Die Dirigentin Sian Edwards über Blochs "Macbeth" an der Frankfurter Oper
"Man muß sich selbst treu bleiben"

Keith Warner, Regisseur der Wiener und Frankfurter Koproduktion von Ernest Blochs Oper "Macbeth", schlug Sian Edwards als Dirigentin für Frankfurt vor. So lernte die Britin - am Royal Northern College of Music in Manchester zur Dirigentin und promovierten Musikwissenschaftlerin, sodann zwei Jahre lang am Leningrader Konservatorium ausgebildet und seither zunächst in ihrer Heimat in wichtige Positionen vorgerückt - eine überzeugende Rarität kennen.

Der Dreiakter mit Prolog des Genfer Komponisten wurde 1910 in Paris zwar in französischer Sprache uraufgeführt. Doch wegen des überwiegend englischsprachigen Frankfurter Teams, vor allem aber wegen des im Libretto kaum angetasteten Shakespeare-Originals wird in Frankfurt eine von Bloch autorisierte englischsprachige Version von 1930 geboten. Da diese Fassung jedoch bislang in einer amerikanischen Universität nur klavierbegleitet aufgeführt wurde, dürfte die Frankfurter Inszenierung, so vermutet Sian Edwards in einem Gespräch mit dieser Zeitung "die erste professionelle Wiedergabe dieser englischen Fassung sein".
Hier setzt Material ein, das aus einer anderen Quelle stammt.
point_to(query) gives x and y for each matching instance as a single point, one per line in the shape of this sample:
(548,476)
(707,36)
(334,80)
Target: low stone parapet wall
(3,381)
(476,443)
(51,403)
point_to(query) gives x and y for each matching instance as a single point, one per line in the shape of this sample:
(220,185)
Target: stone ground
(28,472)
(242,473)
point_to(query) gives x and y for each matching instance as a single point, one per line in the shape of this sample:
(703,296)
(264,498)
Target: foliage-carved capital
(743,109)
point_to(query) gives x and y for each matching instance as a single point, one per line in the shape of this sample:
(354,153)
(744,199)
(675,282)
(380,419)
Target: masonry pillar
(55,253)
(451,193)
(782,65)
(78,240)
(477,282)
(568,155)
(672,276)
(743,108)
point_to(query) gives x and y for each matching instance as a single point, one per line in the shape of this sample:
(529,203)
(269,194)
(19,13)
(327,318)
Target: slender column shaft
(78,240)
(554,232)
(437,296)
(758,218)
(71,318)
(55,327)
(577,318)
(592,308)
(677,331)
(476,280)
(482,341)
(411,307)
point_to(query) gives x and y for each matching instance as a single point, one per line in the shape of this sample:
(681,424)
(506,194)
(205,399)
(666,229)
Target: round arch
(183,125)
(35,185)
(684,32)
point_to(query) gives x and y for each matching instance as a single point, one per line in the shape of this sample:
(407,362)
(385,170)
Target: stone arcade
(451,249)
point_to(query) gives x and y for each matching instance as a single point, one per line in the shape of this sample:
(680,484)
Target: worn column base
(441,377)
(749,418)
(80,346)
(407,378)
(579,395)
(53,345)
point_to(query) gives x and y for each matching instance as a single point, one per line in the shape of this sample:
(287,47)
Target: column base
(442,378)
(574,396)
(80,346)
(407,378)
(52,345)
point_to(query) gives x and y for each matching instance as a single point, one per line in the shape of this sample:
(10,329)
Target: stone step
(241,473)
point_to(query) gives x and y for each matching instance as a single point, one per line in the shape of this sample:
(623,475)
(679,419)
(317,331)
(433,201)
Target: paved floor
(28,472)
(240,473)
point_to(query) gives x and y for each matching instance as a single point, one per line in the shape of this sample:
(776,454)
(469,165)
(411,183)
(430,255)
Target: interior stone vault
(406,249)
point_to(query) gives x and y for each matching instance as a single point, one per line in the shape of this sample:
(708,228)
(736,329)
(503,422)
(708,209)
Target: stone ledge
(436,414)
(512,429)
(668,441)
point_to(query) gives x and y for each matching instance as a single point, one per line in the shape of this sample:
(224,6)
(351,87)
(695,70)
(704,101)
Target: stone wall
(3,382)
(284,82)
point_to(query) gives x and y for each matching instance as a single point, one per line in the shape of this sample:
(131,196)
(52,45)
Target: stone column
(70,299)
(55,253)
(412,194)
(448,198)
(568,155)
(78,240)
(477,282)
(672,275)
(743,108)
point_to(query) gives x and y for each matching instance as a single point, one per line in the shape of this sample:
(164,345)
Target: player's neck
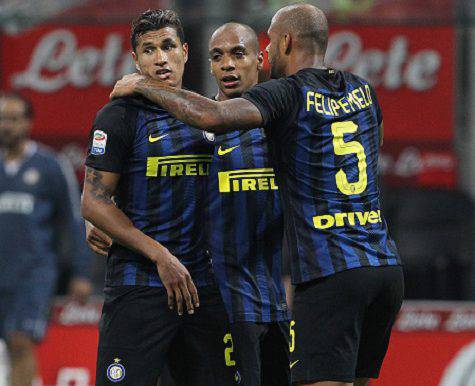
(16,152)
(221,96)
(304,60)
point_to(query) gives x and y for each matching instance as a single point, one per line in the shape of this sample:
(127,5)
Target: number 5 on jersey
(344,148)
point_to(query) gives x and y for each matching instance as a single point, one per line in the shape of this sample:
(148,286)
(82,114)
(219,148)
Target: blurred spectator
(434,232)
(39,220)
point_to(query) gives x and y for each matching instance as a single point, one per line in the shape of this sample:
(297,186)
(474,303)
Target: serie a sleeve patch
(99,142)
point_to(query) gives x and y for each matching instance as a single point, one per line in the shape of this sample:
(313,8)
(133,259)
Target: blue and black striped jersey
(163,166)
(39,218)
(323,130)
(245,228)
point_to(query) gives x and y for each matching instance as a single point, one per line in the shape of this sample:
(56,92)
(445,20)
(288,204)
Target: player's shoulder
(353,78)
(117,108)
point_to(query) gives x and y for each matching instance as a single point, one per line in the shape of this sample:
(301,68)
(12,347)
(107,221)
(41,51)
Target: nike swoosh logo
(155,139)
(292,364)
(226,151)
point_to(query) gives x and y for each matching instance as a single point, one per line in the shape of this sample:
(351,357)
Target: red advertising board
(433,344)
(68,72)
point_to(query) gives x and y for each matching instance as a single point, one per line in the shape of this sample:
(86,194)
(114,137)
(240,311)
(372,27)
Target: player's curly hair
(153,20)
Besonders fasziniert sie der unwiderstehliche dramatische Sog der stark textbezogenen Musik. Die in raschem Wechsel aneinandergeschnittenen oder zoomartig herangeholten Szenen erinnern sie an Filmmusik - "lange vor Hollywood bei einem Komponisten, der keine Filmmusik schrieb: Überhaupt war Blochs Musik um 1910 auf der Höhe ihrer Zeit, einfach up to date". Zwar habe Bloch als junger Komponist Anregungen von überallher zusammengerafft - Debussys Koloristik und Sprachmelodik, Wagners Leitmotivtechnik, Mussorgskys Leid- und Schicksalspathos; doch Bloch sei mit diesem Erbgut sehr selbständig, vor allem strukturell klar und intelligent umgegangen.

Wie dirigiert man eine derart komplexe, dazu noch fast ungeläufige Partitur? "Es dauerte ziemlich lange", gibt Sian Edwards zu, "bis ich die komplizierte Orchesterstruktur ergründet hatte. Doch die Logik und der Reichtum an Effekten in der Partitur halfen mit. Ich erkannte, daß die Musik von selbst vorschreibt, was sie bedeutet, daß wir also nichts hinzugeben müssen. Man muß sie aus ihrem fragilen Beginn im Prolog heraus entwickeln bis zum vollen romantischen Klang. Auch später gibt es noch kammermusikalische Stellen. Den Sängern muß ich helfen, die Psychologie des Dramas aus dem Text heraus zu phrasieren und zu färben."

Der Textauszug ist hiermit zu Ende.